A ministra da Mulher, da Família e dos Direitos Humanos, Damares Alves, acredita que o ensino domiciliar será aprovado no Brasil até novembro deste ano. Segundo ela, o projeto está bem encaminhado na Comissão de Educação da Câmara e deve passar facilmente pelos dois crivos seguintes, da Comissão de Constituição e Justiça (CCJ) e do Plenário do Senado.
A ideia é que o Projeto de Lei 2.401/2019 apresentado pelo governo em abril deste ano seja anexado e tramitado em conjunto com dois outros projetos semelhantes, que já estavam em andamento na Comissão de Educação da Câmara sob a relatoria da deputada Professora Dorinha (DEM-TO). Com isso, a ministra espera acelerar a aprovação.
No fim de agosto, Deborah Duprat, procuradora federal dos Direitos do Cidadão, pediu a abertura de uma ação por improbidade administrativa contra Damares, depois que seu ministério orientou conselhos tutelares a não registrarem casos de homeschooling como evasão escolar.
No último dia 5, a pasta de Damares publicou um ofício esclarecendo a orientação dada aos conselhos.
A mesma procuradora federal já havia entrado em outros conflitos com a ministra. Em março, pediu explicações sobre o esvaziamento de conselhos do ministério de Damares. Em maio, criticou uma indicação feita pela ministra de Aílton Benedito de Souza, procurador do Ministério Público Federal em Goiás, para membro da Comissão Especial sobre Mortos e Desaparecidos Políticos.
"Tenho um servidor aqui que fica só respondendo às interpelações, requerimentos e ações que ela está propondo contra mim", reclamou Damares em entrevista à Gazeta do Povo. Confira na íntegra.
A senhora encaminhou uma orientação aos conselhos tutelares para não registrarem casos de homeschooling como abandono escolar. Depois, voltou atrás e disse que a matéria precisava ser anulada. Por que fez isso?
Não voltei atrás. Não fui eu que fiz a nota oficial, quem fez foi a secretária da Criança e do Adolescente. Não havia ali uma ordem expressa para deixar de investigar e fiscalizar. A orientação ali era que, no caso do homeschooling, está tramitando uma matéria no Congresso com a expectativa de aprovação imediata.

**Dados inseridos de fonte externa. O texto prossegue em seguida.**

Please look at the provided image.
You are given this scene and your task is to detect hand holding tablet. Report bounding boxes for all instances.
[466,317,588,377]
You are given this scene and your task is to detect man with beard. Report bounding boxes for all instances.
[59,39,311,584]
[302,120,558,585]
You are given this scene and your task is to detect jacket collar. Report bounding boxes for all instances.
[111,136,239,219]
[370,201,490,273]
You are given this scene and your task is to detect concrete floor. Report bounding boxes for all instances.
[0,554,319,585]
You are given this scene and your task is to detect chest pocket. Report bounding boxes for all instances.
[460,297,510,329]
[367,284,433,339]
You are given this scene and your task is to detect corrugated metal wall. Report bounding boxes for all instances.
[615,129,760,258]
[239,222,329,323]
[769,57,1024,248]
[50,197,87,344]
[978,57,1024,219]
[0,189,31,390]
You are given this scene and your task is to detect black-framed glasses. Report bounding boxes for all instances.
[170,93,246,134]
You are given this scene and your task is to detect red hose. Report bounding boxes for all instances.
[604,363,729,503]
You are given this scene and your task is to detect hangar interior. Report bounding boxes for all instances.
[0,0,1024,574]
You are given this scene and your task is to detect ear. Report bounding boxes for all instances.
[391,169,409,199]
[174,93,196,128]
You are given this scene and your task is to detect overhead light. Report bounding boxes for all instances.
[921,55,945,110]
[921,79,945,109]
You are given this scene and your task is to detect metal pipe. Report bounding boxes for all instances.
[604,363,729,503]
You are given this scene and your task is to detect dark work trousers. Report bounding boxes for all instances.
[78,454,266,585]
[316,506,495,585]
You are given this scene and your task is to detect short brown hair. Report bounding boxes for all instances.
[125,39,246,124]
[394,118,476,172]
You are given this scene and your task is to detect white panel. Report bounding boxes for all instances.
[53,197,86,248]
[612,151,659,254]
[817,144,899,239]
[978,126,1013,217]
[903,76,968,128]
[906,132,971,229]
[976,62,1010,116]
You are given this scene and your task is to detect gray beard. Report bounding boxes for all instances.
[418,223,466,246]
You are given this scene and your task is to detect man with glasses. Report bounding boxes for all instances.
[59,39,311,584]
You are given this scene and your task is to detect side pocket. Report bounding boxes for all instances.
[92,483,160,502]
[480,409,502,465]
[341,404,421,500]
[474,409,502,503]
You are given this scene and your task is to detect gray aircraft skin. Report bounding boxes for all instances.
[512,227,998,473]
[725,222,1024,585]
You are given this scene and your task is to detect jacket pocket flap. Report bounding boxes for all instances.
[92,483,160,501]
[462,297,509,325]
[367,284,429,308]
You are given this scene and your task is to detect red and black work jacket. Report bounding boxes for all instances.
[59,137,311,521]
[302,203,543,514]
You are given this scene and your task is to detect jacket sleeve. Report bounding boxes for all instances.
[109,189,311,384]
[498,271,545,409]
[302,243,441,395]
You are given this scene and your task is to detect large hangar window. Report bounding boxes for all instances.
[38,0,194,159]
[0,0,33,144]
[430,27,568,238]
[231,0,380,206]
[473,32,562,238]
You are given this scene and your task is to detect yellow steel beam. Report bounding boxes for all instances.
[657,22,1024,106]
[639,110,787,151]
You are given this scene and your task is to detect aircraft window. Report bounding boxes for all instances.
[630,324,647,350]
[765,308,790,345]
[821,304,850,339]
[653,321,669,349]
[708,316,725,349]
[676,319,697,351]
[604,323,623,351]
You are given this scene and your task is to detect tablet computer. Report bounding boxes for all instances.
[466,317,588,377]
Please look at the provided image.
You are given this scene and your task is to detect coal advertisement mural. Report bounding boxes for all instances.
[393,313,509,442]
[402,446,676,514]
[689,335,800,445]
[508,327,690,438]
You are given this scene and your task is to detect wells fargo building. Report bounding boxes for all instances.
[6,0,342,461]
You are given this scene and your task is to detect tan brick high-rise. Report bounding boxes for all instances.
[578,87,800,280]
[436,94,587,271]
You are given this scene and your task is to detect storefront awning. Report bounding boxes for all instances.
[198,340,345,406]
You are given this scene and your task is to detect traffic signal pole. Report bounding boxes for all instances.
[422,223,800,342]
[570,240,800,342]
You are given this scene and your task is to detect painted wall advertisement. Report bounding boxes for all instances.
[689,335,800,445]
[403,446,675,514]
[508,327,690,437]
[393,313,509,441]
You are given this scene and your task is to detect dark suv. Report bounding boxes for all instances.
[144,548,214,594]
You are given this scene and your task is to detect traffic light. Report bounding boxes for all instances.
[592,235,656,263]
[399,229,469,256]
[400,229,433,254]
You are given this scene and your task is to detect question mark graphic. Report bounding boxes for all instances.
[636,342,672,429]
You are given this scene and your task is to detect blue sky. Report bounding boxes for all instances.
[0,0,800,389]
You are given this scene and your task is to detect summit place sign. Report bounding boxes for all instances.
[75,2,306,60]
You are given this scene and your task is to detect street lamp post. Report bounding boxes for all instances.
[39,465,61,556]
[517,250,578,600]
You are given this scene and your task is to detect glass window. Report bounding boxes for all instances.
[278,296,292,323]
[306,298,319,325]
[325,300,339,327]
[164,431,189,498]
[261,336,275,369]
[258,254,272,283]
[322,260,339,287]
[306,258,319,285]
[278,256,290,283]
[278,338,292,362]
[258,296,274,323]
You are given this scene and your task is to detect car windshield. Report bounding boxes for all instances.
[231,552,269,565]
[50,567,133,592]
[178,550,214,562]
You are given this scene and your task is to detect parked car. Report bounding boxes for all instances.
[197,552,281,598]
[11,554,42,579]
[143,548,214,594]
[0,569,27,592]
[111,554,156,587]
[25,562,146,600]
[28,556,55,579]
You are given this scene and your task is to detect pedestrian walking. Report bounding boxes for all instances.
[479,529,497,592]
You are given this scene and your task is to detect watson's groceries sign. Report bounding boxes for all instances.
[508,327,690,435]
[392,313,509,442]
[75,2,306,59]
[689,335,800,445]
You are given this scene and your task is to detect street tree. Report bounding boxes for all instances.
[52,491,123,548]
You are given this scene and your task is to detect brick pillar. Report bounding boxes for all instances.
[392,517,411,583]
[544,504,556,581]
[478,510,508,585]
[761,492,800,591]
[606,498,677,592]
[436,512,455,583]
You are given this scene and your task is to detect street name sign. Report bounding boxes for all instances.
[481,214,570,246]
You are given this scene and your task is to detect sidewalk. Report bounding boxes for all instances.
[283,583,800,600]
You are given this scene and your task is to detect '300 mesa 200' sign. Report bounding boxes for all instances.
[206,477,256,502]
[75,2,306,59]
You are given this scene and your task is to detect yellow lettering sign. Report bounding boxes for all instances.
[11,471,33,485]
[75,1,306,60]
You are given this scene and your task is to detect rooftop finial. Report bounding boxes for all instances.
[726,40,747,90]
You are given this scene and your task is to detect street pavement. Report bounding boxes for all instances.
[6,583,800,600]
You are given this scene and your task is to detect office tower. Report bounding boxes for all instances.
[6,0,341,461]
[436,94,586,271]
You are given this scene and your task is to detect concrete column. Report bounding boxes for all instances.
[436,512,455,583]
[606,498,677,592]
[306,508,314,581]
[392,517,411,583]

O Supremo Tribunal Federal [que, no ano passado, definiu que "não existe direito público subjetivo do aluno ou de sua família ao ensino domiciliar, inexistente na legislação brasileira"] não disse "está errado, não faz", apenas devolveu a matéria ao Congresso. Aí, houve uma pressão, e a Secretaria [da Criança e do Adolescente] emitiu uma segunda nota dizendo "atenção, nós não estamos dizendo para não fiscalizar". A segunda nota foi um esclarecimento da primeira, mas ninguém voltou atrás. Nós temos posição firmada com relação ao homeschooling. Enquanto não libera, é claro que os pais são obrigados a matricular as crianças em escola.
Pessoalmente, o que a senhora acha do homeschooling?
É uma modalidade de ensino já praticada em outros lugares do mundo com sucesso. Hoje, com a globalização, não tem como o Brasil ficar fora disso. Nós já temos no Brasil o trabalho remoto. Se já existe isso, por que nós não podemos deixar essa pessoa que trabalha de forma remota morar, por exemplo, na zona rural e oferecer educação domiciliar para o seu filho? É uma questão de estar no mesmo pé de igualdade dos países desenvolvidos que já praticam o ensino domiciliar.
Algumas categorias profissionais têm nos procurado muito. O homeschooling vai atender ao pedido de algumas categorias. Vou citar uma que uso muito como exemplo: os servidores do Itamaraty.
Esses servidores – não estou falando de diplomata ou embaixador, falo da chancelaria –, quando eles forem mandados para países como a China, para ficar três anos, levando os filhos, não vão colocar os filhos numa escola chinesa. Não se aprende mandarim em três anos. Aí, quando eles chegam à China, procuram uma escola internacional que ensine em inglês, francês ou português. As escolas internacionais são caríssimas, a exemplo de uma escola internacional no Brasil. Esses servidores falam que, em países como China e Japão, estavam gastando mais de 65% do salário com o pagamento de escola.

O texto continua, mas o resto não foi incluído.